Sleeping four hours a day and performing at your best is not a myth, it is a genetic rarity of 1% of the population

There are people who boast of sleeping only four or five hours a day and claim to wake up fresh as a lettuce, something that can generate a lot of envy, but also skepticism, since it seems hardly credible being able to sleep little and be so active. And science has not stopped saying that sleeping little it is very bad for your healthalthough there is an exception to the rule (as we are used to seeing).

What we knew. For decades, the unwavering recommendation of the World Health Organization and sleep medicine experts they have been clear: a healthy adult needs between 7 and 9 hours of sleep night so that your immune system, your metabolism and your mental health function properly. Getting out of there, below, is buying tickets for diseases such as, for example, Alzheimer’s to appear.

The exception. Given this rule, there is 1% of the world’s population that has a true genetic superpower that allows them to bypass this rule without any consequences. And the culprit has been detected by researcher Ying-Hui Fu, who after tracking down these people has seen that it has an important genetic component.

How it looked. To do this, the researcher decided to analyze entire families where several of their members ‘functioned’ perfectly with just six hours of sleep, without showing daytime sleepiness or cognitive deterioration, while the rest of their family members needed more than eight hours of sleep. And from here, the culprit had a first and last name: the mutation of the DEC2 gene, known as BHLHE41.
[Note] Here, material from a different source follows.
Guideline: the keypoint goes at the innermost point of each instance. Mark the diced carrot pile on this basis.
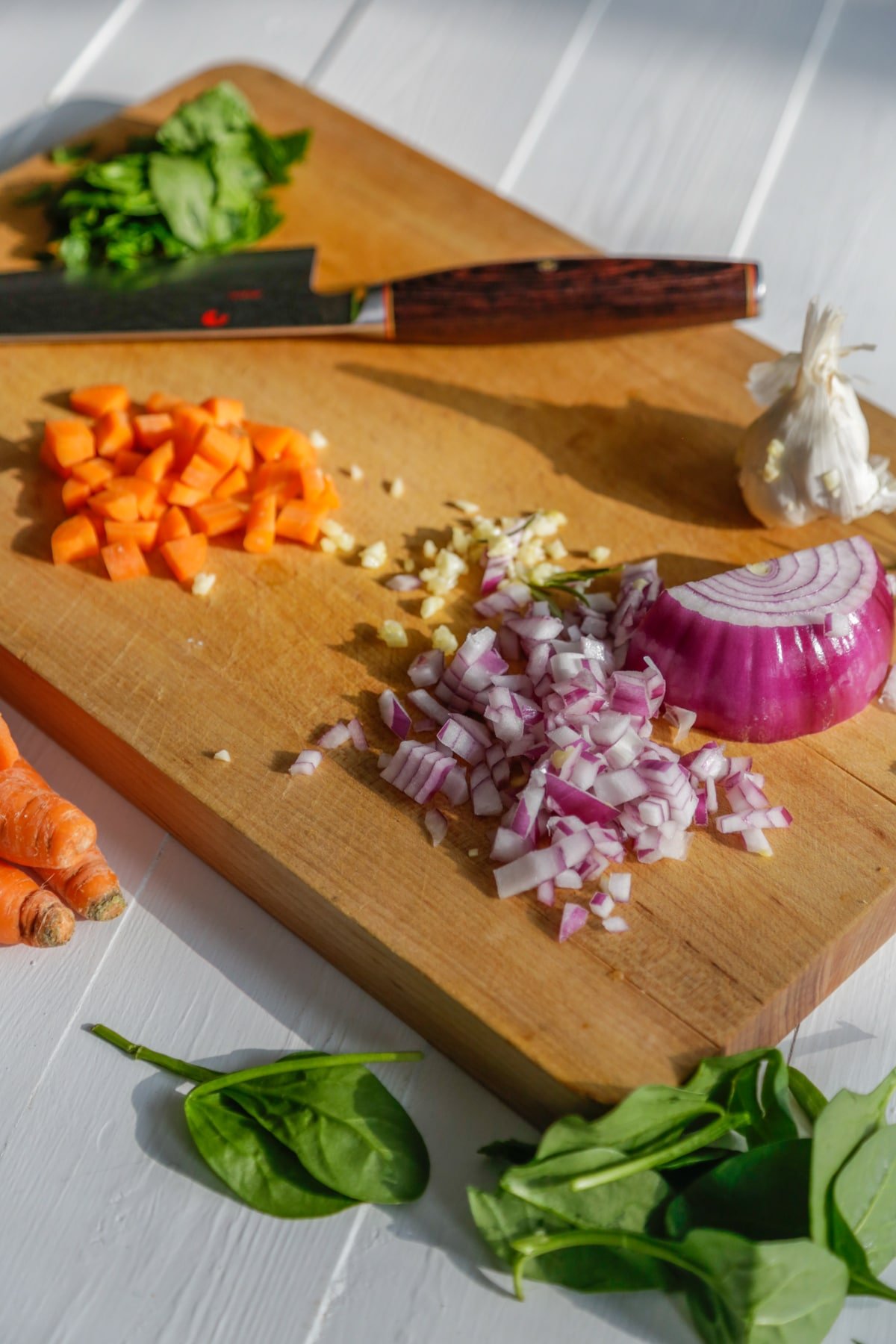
(171, 476)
Although this finding has been the tip of the iceberg, because subsequent studies in animal models and entire families of humans have found a real cocktail of mutations in other genes that seem to optimize sleep so that four hours is more than enough. And it even gave them a ‘protective shield’ against cognitive decline when they faced even shorter nights. In the end they are all benefits.

Because you don’t have to try. Reading about these mutations can be tempting, since, after all, different very relevant figures have sold us the myth that we should sleep little because it is a waste of time, and we should get up early at five in the morning. But the truth is that it is vital to separate these people who have an alteration in their genetics from people who sleep little because they want to.

If this is not the 1% of the population (which is most likely), science suggests that chronically sleeping six hours or less during middle age increases the risk of suffer from dementia by 30%and even the chances of suffering from diabetes or hypertension also increase. This means that the body should not be deprived of sleep when it is ‘asking for’ it. Something that is noticeable as soon as you wake up.

Future views. The interest of the scientific community aims to perfectly understand how these genes can make sleep much more efficient, and above all how they protect against different diseases related to sleep deprivation. In this way, the long-term goal is not necessarily to create pills so that we all sleep four hours and work more, but rather to develop therapies for sleep disorders or prevent diseases such as Alzheimer’s.